Em que momento você percebeu que sua vida não era “limitada”, mas “direcionada” por Deus de forma muito específica?
Essa mudança de paradigma foi resultado da decisão de me aceitar como sou. Descobri que somente Cristo é a nossa verdadeira alegria; todo o resto é passageiro. Quando aceitei essa verdade, compreendi que as limitações não tinham poder para definir quem eu era nem o que Deus poderia realizar em minha vida.
Fale um pouco sobre sua trajetória no esporte.
O esporte teve papel fundamental em minha jornada. Eu saía de Americana (SP) e ia até Campinas (SP) para treinar. Era uma rotina cansativa: pegava quatro ônibus e, naquela época, ainda não tinha uma cadeira de rodas motorizada. Muitas vezes, precisava me locomover com as mãos no chão. Mesmo assim, seguia em frente porque amava o que fazia. Passei por modalidades como basquete e tênis em cadeira de rodas até encontrar minha paixão no atletismo, modalidade na qual participei de Opens Internacionais e de outros importantes campeonatos. Também fui pré-convocada para os Jogos Paralímpicos do Rio de Janeiro, em 2016. Todas essas experiências me mostraram que eu era capaz de ir muito além do que imaginava.
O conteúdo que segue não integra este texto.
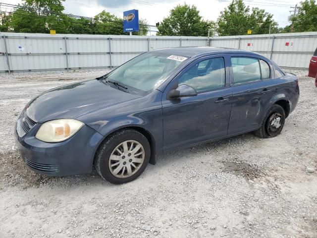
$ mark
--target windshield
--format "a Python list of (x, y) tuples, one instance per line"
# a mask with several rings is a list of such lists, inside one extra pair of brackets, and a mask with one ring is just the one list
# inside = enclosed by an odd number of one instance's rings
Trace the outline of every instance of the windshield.
[(144, 94), (158, 87), (188, 59), (151, 52), (141, 55), (110, 72), (106, 80), (126, 86), (129, 92)]

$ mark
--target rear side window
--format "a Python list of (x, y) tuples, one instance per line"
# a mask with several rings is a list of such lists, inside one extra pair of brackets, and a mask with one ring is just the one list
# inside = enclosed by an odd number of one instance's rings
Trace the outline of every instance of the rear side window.
[(268, 66), (267, 63), (262, 60), (260, 60), (260, 64), (261, 66), (262, 79), (267, 79), (269, 78), (269, 66)]
[(274, 73), (275, 75), (275, 78), (281, 78), (284, 76), (284, 74), (283, 74), (280, 71), (276, 68), (274, 69)]
[(232, 57), (233, 81), (240, 84), (261, 80), (259, 60), (248, 57)]

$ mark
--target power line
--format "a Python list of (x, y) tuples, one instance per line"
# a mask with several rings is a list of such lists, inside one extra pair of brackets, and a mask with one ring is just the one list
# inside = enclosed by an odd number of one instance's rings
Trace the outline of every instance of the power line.
[[(223, 2), (231, 2), (225, 0), (218, 0), (218, 1), (222, 1)], [(276, 2), (276, 1), (274, 1)], [(289, 6), (291, 5), (286, 4), (285, 3), (273, 3), (272, 2), (259, 2), (259, 1), (247, 1), (245, 0), (243, 1), (244, 3), (246, 3), (246, 5), (261, 5), (261, 6)], [(257, 3), (257, 4), (253, 4), (253, 3)]]
[[(9, 3), (1, 3), (0, 2), (0, 6), (3, 5), (6, 6), (9, 6), (9, 7), (11, 7), (13, 8), (20, 8), (20, 9), (30, 9), (30, 10), (35, 10), (36, 11), (40, 11), (41, 13), (43, 13), (45, 12), (45, 13), (49, 13), (52, 14), (58, 14), (59, 15), (61, 15), (61, 16), (69, 16), (71, 17), (74, 17), (74, 18), (83, 18), (83, 19), (87, 19), (89, 20), (95, 20), (95, 21), (101, 21), (104, 22), (113, 22), (113, 23), (120, 23), (120, 24), (122, 24), (122, 21), (114, 21), (114, 20), (105, 20), (105, 19), (98, 19), (98, 18), (96, 18), (94, 17), (87, 17), (87, 16), (79, 16), (79, 15), (72, 15), (71, 14), (66, 14), (66, 13), (60, 13), (60, 12), (53, 12), (53, 11), (44, 11), (43, 10), (41, 10), (39, 8), (37, 8), (35, 7), (28, 7), (28, 6), (21, 6), (21, 5), (14, 5), (13, 4), (9, 4)], [(154, 25), (149, 25), (149, 24), (139, 24), (141, 26), (148, 26), (148, 27), (156, 27), (156, 26), (154, 26)]]

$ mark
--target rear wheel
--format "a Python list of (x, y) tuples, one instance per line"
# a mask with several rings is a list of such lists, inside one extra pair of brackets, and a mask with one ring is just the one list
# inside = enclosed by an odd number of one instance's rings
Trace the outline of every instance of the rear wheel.
[(105, 180), (115, 184), (136, 178), (146, 168), (150, 157), (150, 144), (141, 133), (131, 129), (115, 132), (101, 146), (95, 167)]
[(285, 113), (282, 107), (273, 104), (263, 120), (261, 127), (255, 131), (261, 138), (276, 136), (281, 133), (285, 121)]

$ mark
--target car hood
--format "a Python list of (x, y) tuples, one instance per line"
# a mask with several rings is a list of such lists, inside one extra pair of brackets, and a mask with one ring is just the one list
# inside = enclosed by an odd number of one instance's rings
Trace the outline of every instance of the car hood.
[(76, 118), (102, 108), (139, 98), (94, 79), (48, 91), (31, 101), (27, 114), (37, 122)]

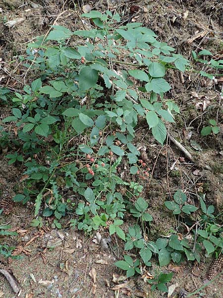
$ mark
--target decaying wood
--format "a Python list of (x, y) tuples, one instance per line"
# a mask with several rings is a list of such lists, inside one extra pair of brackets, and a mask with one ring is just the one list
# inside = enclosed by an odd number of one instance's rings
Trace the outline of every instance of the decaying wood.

Como você tem testemunhado de sua fé?
Procuro testemunhar da minha fé vivendo-a no dia a dia. Recentemente, Deus me abriu uma porta missionária no universo das corridas de rua e das maratonas. Embora eu não participe dessas competições como atleta, trabalho com a personalização de camisetas para corredores e aproveito esse contato para distribuir exemplares do livro A Chave da Virada e folhetos com mensagens de esperança.
Que papel o Ministério Adventista das Possibilidades teve na sua trajetória missionária?
Quando conheci esse ministério, identifiquei-me imediatamente com sua proposta. Embora a primeira tentativa de implantá-lo em minha igreja local não tenha dado certo, continuei orando para que Deus me mostrasse uma forma de servi-Lo. A resposta veio por meio de um pequeno grupo realizado em minha casa. Iniciado em abril de 2023, o projeto começou com um programa de conscientização sobre o autismo e passou a reunir amigos, vizinhos e pessoas interessadas em conhecer mais sobre Jesus. Para a honra e glória de Deus, 13 pessoas já foram batizadas, incluindo três pessoas com deficiência. O MAP me ensinou que Deus não nos define por nossas limitações, mas por Seu amor. Todos somos chamados, amados e valorizados por Ele.
Que mensagem você gostaria de deixar?
Quando comprei minha primeira cadeira de rodas motorizada, precisei deixar a igreja em que congregava por falta de acessibilidade. Foi uma experiência marcante que me fez compreender ainda mais a importância da inclusão em nossos espaços de culto. Rampas, acessos adequados e outras adaptações para pessoas com mobilidade reduzida ou necessidades específicas não são apenas questões arquitetônicas; são expressões de acolhimento e cuidado cristão. Não podemos esquecer que acessibilidade também é evangelismo. Quando removemos barreiras físicas, abrimos caminhos para que mais pessoas se sintam acolhidas, valorizadas e integradas na família de Deus.